インタビュー:ドル円は120円台が実力か、日本株長期保有に税優遇検討=自民・片山氏

自民党金融調査会長を務める片山さつき参院議員はロイターの取材に応じ、「ドル/円は120円台の時期が長かったので、120円から130円、120円台が実力との見方が多い」と述べ、物価高の沈静化に向け円高進行が望ましいとの見解を表明した。円高実現の手段として金融政策については明言を避け、間接的な誘導策の一つとして、日本株の長期保有に対して相続税の一部免除などを実現したいとの意向を示した(2025年 ロイター/Makiko Yamazaki)
Yoshifumi Takemoto Makiko Yamazaki
[東京 26日 ロイター] - 自民党金融調査会長を務める片山さつき参院議員はロイターの取材に応じ、「ドル/円は120円台の時期が長かったので、120円から130円、120円台が実力との見方が多い」と述べ、物価高の沈静化に向け円高進行が望ましいとの見解を表明した。円高実現の手段として金融政策については明言を避け、間接的な誘導策の一つとして、日本株の長期保有に対して相続税の一部免除などを実現したいとの意向を示した。
<為替相場、「変な操作」はよくない>
片山氏は、為替水準に関し「立場上、あるべき為替水準について断言はできない」と語った。その上で、円高方向への誘導手段として「為替介入はきっかけにはなるが、長期的には効果があまり大きくないので、根本的な対策が必要」と指摘した。自民党として、少額投資非課税制度(NISA)の税制優遇拡充を検討しているとし、「具体的には、高齢者が日本株を長期保有した場合に相続税を一部免除するなどを検討しており、骨太の方針や年末の税調(税制調査会)に盛り込みたい。日本株を保有してくれたら国の成長に貢献してくれることになる」「日本株を長期保有することのメリットをつくっていきたい」と述べた。
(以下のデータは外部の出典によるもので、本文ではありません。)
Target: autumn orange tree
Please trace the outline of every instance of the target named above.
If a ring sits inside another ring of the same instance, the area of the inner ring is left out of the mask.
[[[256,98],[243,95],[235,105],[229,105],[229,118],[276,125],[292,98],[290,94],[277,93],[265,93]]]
トランプ米大統領は3月初旬、中国の習近平国家主席や「日本の指導者に電話して、通貨安誘導あるいは切り下げを続けることはできないと伝えてきた」と表明した。片山氏は、米政権からの円高誘導圧力の有無について「2月の日米首脳会談でそのような設定はなかった」と否定した。「為替はファンダメンタルズを反映して動くことが一番。変な操作が入ることは、あらゆる意味ではいいことではない」と言及した。
同時に「米国がインフレにより一方的に利下げできない一方、日本も一方的に利上げができるかというと、できることとできないことがあることは米国も分かっていると思う」とも付け加えた。
<関税、米国に日本狙い撃ちの意思ない>
今後のあるべき利上げペースを含めた日銀の金融政策運営に関しては「自民党の金融調査会会長としてコメントは控えたい」と述べるにとどめた。
与党内には日銀の追加利上げによる景気腰折れを懸念する声もある。利上げの是非を巡っては「足元、企業倒産が増えているが、住宅市場や設備投資は比較的堅調。絶対に金利を上げられない状況でもない」との見解を示した。
米政権運営による日本に対する経済的な影響に関し「ウクライナ戦争が終息の方向で動いていることはポジティブ。資源価格が落ち着くのは日本には悪くない動きだ」と評価した。ウクライナ戦争について「力による現状変更を認めてはならないことは日本として訴え続ける必要がある。尖閣(諸島)が中国に取られてしまうリスクがある」とも強調した。
懸念される追加関税を巡っては「トランプ関税は米国の企業にとってはコスト増の要因にもなるので、ディールの材料としている。どこまで実際に実施するか、様子を見る必要がある」と指摘。「日本は米国とウィンウィンの投資などを行う普通の良いパートナーなので、米国側は日本を狙い撃ちする意思はない」と分析した。
インタビューは25日に行った。